India mobilises RBI support and diversification plan to counter US tariffs on exports

The Union government is rolling out support for Indian exporters hit by steep US tariffs on Indian goods. A 50% duty on key products has raised prices in the American market. This has hurt competitiveness in textiles, seafood, gems and jewellery, and engineering, where the US remains the largest buyer.

Between May and October 2025, exports from India to the US declined sharply, according to official trade data. Shipments fell from $8.83 billion to $6.31 billion in five months. The drop of about 28.5% translated into an export value loss of nearly $2.52 billion.

New Delhi is using a multi-layered policy response to limit the damage from higher US tariffs on Indian exports. Minister of State for Commerce and Industry Jitin Prasad said the plan includes talks for a balanced trade arrangement with Washington. Support also comes through Reserve Bank of India measures and a government-backed credit guarantee scheme.

The RBI has introduced trade relief steps aimed at easing liquidity stress for exporters facing higher landed costs abroad. Under the credit guarantee framework, banks can extend collateral-free loans to exporters because part of the lending risk shifts to the government. This structure is designed to keep credit flowing during the period of tariff disruption.

The US tariff escalation on Indian exports was staged over several months rather than applied at once. Duties started at 10% in April, increased to 25% in August, and reached 50% by late August. The final rate includes a 25% punitive tariff linked to India’s purchase of Russian oil, which the US argues funds the war against Ukraine.

Higher US tariffs on Indian exports have raised final prices for American buyers across several product lines. For textiles, items such as cotton yarn, ready-made garments, and home textiles now bear a 50% duty. A shirt valued at $20 before tariffs now lands at $30 in US stores, reducing consumer appeal and squeezing order volumes.

Seafood, especially shrimp, has also become costlier in the US market under the 50% duty slab. This comes at a time when shrimp and other seafood products bring in billions of dollars in export earnings each year. Gems, jewellery, and engineering goods face similar price pressure, adding to the broad-based export slowdown.

India counters US tariffs with RBI relief and diversification

US tariffs on Indian exports, trade basics and domestic offset plans

Tariffs are extra taxes charged by an importing nation on goods coming from abroad. When US tariffs on Indian exports rise, landed prices increase for buyers in America. Costlier products tend to lose market share to cheaper suppliers from other countries or to local producers within the US.

New Delhi is counting on domestic policy changes to partly counter lost export demand from the US. Goods and Services Tax reforms are expected to support stronger local consumption. Higher consumption can help absorb some production that might otherwise be exported, giving producers a partial cushion against external shocks.

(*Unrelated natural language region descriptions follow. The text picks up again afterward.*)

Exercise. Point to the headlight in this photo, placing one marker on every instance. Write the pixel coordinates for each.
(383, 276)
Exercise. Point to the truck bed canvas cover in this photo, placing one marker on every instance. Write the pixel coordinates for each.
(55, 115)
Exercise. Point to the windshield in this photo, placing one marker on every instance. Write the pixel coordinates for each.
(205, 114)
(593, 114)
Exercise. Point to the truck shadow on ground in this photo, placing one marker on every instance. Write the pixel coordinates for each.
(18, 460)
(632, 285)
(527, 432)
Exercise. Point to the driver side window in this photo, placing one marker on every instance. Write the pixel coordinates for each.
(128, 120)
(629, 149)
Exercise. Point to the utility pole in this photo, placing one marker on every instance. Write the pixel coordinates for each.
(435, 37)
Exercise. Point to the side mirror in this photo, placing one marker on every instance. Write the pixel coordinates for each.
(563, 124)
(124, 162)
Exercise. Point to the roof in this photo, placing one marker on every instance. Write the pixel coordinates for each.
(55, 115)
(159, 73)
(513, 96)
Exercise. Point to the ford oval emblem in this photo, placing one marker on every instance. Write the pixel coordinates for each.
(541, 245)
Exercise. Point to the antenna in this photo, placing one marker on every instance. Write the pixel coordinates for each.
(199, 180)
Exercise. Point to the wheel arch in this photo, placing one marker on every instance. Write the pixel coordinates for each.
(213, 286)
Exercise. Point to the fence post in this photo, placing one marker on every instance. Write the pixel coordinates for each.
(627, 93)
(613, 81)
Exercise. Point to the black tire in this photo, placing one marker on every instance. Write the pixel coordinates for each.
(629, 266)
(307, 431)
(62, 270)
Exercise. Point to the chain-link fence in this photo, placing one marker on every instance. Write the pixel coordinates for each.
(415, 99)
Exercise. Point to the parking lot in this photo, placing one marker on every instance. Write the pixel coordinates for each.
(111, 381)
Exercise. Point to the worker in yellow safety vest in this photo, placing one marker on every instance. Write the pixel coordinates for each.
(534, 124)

Alongside relief for working capital through banks, authorities are also focusing on longer-term resilience. Officials say a key goal is to ensure exporters can handle sudden rule shifts in large markets. That includes foreign policy-linked measures such as the additional 25% punitive tariff related to Russian oil trade.

US tariffs on Indian exports and long-term diversification strategy

India is expanding its export strategy so that dependence on the US reduces over time. The number of priority markets is planned to rise from 20 to 50 countries. Target regions include the Middle East, Africa, Latin America, and Europe, together accounting for around 90% of current export volumes.

The Union Cabinet has cleared a six-year Export Promotion Mission with total funding of ₹25,060 crore. Under this mission, exporters will also be able to draw on collateral-free credit worth ₹20,000 crore. The objective is to help businesses build presence in new markets and lessen vulnerability to sudden tariff hikes.

The diversification push aims to spread risk across more destinations while keeping the US as a key market. By combining financial support, policy reform, and market expansion, authorities are seeking to stabilise export earnings. The effectiveness of these measures will depend on both global demand and future US tariff decisions.

The recent US tariffs on Indian exports have clearly weakened shipments in several major sectors within months. Government responses range from RBI-backed credit relief to a large-scale Export Promotion Mission and wider market outreach. Together, these steps are structured to limit immediate losses and strengthen India’s export position against future policy shocks.